Never mind his own heart. After six years, it had pretty much frozen over.
Which didn’t explain why he felt compelled to stand, watching, just one more minute. Watching his son laugh and cuddle in a carefree way, looking happier than he had in weeks. Just one more minute before he went and tore Logan away from the things he wanted most in the whole world: a big family of boys, and a whole lot of warm mothering.

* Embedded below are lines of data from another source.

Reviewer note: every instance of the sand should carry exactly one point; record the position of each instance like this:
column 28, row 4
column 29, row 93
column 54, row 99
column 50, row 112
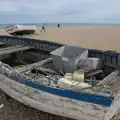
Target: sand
column 95, row 37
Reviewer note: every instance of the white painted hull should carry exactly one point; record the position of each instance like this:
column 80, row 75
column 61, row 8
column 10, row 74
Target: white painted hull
column 52, row 103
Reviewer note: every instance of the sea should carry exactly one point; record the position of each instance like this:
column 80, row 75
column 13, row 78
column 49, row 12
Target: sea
column 2, row 26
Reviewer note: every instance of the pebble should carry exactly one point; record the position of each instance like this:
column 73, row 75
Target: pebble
column 14, row 110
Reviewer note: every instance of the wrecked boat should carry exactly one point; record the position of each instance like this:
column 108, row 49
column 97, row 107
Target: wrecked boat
column 64, row 80
column 19, row 29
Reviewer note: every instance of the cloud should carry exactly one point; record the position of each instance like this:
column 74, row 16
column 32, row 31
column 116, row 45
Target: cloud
column 101, row 11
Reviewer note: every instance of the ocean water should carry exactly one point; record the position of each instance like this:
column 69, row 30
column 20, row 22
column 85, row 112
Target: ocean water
column 2, row 26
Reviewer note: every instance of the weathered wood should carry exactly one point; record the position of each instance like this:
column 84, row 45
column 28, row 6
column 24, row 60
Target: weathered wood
column 52, row 103
column 15, row 49
column 11, row 47
column 107, row 80
column 34, row 65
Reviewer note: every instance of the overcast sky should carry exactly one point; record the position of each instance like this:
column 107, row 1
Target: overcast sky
column 80, row 11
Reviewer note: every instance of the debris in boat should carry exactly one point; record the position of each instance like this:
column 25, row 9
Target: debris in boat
column 66, row 57
column 70, row 84
column 79, row 76
column 1, row 106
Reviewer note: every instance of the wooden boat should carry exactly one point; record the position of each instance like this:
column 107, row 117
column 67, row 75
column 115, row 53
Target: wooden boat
column 38, row 73
column 20, row 29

Flint forced down his emotions. Logan wasn’t one of the ranch’s troubled residents. Whatever Flint’s failings as a father, he’d provided his son with a safe home and good discipline. Flint didn’t mind Logan’s befriending the residents—after all, they all rode the same bus to the local public school and played together on the playground—but from what Mrs. Toler had said, Logan was picking up some bad habits. And while Flint didn’t consider the young residents hooligans and delinquents, as Mrs. Toler did, he had to acknowledge that Logan might have learned some inappropriate language and attitudes.
Which had to stop.
Not only that, but Logan was distracting Lana Alvarez from the boys clustered around her feet, the ones she’d come to work with. He was taking attention from kids who truly needed her help.